The U.S. Fish and Wildlife Service has confirmed 1.6 million acres of mostly federal land in Washington are critical habitat for the marbled murrelet. The small, diving seabird, known as a “fog lark” to loggers, has been listed as threatened under the Endangered Species Act since 1992. Critical habitat for the bird was originally designated in 1996, then revised in 2011.

Ann Froschauer, public affairs supervisor at Washington’s office for the U.S. Fish and Wildlife Service said the agency has been reviewing the birds’ current critical habitat for the past year.

“We evaluated that previously-designated critical habitat against the new statutory definition, and we found that it did meet all of the things under the new definition,” she said.

The federally-designated marbled murrelet habitat includes seasonal habitat, and stretches nearly 3.7 million acres along the West Coast. According to the agency, there are about 7,500 marbled murrelets left in Washington.

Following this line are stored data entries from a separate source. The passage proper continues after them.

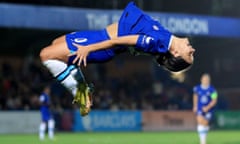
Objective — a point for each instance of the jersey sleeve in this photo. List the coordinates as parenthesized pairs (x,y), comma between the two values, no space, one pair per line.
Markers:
(41,98)
(195,89)
(214,94)
(146,43)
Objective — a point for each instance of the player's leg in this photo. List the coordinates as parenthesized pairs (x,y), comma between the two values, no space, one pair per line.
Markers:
(42,129)
(51,126)
(202,128)
(55,58)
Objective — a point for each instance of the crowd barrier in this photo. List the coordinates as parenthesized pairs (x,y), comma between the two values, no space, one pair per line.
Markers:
(105,121)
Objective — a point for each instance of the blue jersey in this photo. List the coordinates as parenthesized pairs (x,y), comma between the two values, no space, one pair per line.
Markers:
(90,37)
(153,38)
(45,103)
(204,96)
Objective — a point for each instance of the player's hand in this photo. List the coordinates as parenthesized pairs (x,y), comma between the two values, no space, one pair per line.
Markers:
(81,54)
(194,109)
(205,109)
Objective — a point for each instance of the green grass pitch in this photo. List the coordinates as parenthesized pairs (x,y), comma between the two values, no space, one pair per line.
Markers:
(214,137)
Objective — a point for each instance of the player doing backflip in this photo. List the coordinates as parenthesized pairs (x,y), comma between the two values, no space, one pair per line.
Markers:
(134,29)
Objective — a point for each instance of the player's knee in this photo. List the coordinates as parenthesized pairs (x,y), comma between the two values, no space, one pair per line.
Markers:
(44,55)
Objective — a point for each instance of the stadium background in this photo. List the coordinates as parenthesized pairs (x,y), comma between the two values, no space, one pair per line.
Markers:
(132,93)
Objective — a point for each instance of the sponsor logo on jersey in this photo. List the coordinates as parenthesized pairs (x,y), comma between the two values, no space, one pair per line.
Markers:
(148,39)
(80,40)
(155,27)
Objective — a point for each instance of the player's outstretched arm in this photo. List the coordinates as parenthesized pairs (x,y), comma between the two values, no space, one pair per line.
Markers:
(83,51)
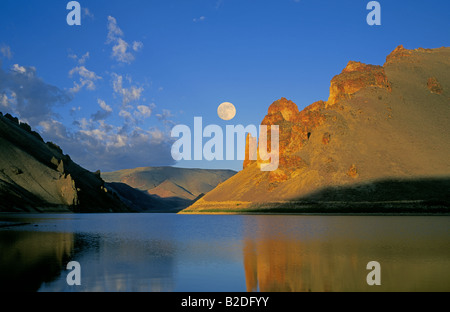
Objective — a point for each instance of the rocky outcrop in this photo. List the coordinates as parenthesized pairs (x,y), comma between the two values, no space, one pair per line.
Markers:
(36,176)
(382,135)
(355,77)
(434,86)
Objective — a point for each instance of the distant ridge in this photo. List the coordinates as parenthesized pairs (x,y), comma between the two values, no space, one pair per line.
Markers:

However, Shawn Cantrell, the Northwest director for Defenders of Wildlife, called the decision a mixed bag for the birds. On the one hand, he said it’s significant that Fish and Wildlife didn’t undo some of the previous gains made for the species. On the other hand …

“We are disappointed that they didn’t take the opportunity to include additional habitat, some of the state and private lands as well as some of the marine areas,” he said. “It would have been valuable to see the Service include those as well.”

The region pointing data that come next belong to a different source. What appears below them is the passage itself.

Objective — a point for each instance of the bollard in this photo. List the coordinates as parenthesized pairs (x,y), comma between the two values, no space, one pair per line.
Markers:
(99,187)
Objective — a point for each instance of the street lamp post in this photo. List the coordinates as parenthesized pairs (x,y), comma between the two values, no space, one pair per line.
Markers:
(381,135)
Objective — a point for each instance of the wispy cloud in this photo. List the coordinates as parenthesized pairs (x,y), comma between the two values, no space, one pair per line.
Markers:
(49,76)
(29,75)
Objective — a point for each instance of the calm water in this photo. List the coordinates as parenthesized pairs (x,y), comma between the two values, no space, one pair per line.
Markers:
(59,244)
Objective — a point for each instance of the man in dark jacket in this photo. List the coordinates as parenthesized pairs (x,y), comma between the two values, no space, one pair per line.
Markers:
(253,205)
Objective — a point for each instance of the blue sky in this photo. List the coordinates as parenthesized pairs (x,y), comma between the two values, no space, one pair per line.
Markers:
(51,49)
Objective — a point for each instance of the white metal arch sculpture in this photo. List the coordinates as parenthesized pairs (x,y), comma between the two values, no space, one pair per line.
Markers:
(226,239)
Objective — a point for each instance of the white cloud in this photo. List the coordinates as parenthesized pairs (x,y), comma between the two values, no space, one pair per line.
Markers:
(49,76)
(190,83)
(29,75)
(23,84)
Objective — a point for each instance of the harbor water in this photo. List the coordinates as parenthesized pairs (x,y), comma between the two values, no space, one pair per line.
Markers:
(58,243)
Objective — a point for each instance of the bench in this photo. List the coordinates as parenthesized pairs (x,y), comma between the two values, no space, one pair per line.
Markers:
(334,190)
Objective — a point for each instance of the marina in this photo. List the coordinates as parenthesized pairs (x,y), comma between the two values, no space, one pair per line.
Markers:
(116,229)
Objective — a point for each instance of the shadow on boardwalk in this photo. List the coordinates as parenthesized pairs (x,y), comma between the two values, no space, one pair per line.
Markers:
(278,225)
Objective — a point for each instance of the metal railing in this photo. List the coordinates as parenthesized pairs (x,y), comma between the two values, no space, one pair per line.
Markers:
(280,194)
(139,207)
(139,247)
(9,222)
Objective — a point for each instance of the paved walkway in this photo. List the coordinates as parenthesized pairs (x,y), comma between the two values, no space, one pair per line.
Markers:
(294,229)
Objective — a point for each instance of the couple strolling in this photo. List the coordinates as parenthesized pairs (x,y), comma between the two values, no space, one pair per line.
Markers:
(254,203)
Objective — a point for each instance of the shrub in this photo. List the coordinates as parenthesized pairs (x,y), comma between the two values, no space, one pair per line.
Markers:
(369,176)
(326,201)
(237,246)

Cantrell said murrelets have been lost at higher rates on state land than federal land. He added the State of Washington is developing its own long-term habitat conservation plan for the marbled murrelet.

The small birds need large, connected areas of forestland in order to provide a buffer between their nests and predators. Cantrell said logging operations can be a threat to the murrelet’s survival.

“Even if you maintain some of the habitat but you have logging roads winding up through or in between them, the quality of them is much less, because you have all this edge habitat where the predators are,” he explained.